Подавив тяжелый вздох, Андре спросил:
– Я свободен, ваше преосвященство?
– Да, Андре. Поезжайте готовиться. У вас очень трудная тема для проповеди… Я помолюсь за то, чтобы Господь вложил в ваше сердце нужные слова…
В то время как Анна-Женевьева наслаждалась отдыхом и воображала себя участницей политического заговора, ничего при этом не делая (вот забавно-то!), господин де Фобер пытался разобраться в том, что происходит при дворе.

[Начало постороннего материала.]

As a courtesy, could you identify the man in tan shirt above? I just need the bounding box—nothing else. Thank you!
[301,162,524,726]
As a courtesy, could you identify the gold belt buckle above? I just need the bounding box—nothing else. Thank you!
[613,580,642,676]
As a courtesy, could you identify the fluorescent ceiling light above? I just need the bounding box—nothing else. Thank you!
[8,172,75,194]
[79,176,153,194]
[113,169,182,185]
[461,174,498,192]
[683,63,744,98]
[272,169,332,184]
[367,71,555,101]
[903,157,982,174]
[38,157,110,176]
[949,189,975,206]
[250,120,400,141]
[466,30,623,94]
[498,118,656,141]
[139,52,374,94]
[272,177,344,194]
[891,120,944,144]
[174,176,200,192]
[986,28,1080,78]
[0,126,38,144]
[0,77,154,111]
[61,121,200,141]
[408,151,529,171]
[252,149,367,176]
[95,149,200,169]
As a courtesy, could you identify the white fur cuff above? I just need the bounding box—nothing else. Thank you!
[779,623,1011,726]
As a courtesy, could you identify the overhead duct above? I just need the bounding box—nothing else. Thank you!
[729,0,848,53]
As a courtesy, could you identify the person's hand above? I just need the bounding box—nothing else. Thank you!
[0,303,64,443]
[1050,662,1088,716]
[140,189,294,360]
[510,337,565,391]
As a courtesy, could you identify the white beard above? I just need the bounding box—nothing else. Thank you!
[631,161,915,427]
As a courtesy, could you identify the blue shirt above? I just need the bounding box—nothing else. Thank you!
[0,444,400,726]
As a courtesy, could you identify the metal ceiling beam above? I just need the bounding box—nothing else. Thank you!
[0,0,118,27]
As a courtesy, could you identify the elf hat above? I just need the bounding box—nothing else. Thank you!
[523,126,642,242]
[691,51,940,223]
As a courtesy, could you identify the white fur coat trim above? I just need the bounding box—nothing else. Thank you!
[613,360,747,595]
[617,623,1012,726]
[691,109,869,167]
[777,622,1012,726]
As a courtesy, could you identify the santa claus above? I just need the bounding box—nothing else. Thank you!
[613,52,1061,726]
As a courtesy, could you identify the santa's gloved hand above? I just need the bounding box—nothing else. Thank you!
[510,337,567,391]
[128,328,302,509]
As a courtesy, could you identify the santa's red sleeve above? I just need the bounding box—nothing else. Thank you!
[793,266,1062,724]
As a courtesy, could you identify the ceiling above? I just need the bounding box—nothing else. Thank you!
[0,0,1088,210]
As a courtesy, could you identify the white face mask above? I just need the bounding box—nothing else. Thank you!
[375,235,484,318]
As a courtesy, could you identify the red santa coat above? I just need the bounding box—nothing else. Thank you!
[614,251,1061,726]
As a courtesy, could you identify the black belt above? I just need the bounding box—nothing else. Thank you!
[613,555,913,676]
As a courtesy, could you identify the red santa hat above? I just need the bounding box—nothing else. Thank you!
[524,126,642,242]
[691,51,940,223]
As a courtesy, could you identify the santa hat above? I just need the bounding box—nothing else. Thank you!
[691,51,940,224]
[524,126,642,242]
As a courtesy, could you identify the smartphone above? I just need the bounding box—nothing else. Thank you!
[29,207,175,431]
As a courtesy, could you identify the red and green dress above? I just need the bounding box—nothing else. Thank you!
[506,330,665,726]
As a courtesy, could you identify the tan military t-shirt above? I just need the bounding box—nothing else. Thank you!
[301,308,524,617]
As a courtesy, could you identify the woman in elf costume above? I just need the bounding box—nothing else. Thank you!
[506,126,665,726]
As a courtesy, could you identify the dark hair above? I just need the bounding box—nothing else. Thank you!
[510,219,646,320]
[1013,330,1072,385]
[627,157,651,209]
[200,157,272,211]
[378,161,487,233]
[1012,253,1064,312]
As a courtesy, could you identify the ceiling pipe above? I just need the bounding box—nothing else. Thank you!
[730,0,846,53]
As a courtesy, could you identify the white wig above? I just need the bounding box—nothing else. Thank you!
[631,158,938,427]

Итак, у него имелась целая компания заговорщиков, которые вознамерились поймать с поличным королеву и кардинала. Задача сложная, почти невыполнимая, учитывая то, что Эме не располагал и малой толикой той информации, какая, несомненно, имелась у заговорщиков. Но как добыть недостающие сведения? Вряд ли Мазарини станет откровенничать со своим новым лейтенантом сверх меры. И все же… все же, если рассказать кардиналу о заговоре, то это шанс прижать герцога де Бофора. Но вот как преподнести кардиналу имеющиеся сведения?
Еще Эме беспокоила бумага. Та самая бумага, о которой поведала ему наивная герцогиня де Лонгвиль. А может быть, и не столь наивная, как полагал шевалье де Фобер: чужими руками всегда проще жар загребать. Гастон Орлеанский отрекся от прав на престолонаследие – ну не дурак ли? Конде небось локти себе кусает. Если эта бумага отыщется, то доставит кучке заговорщиков массу неприятностей. Знает ли кардинал о том, что происходит у него под носом? Знает ли о бумаге? Эме очень хотелось выведать это. Скажет ему Мазарини правду или солжет?
Пока что лейтенанту не хватало сведений, чтобы вывести заговорщиков на чистую воду. Больно уж тонкой была ниточка, ведущая к герцогу де Лонгвиль. Даже свидетельства его жены будет недостаточно, чтобы убедить скептика Джулио прекратить тайные свидания с королевой. И что сказано в записке? Ничего особенного.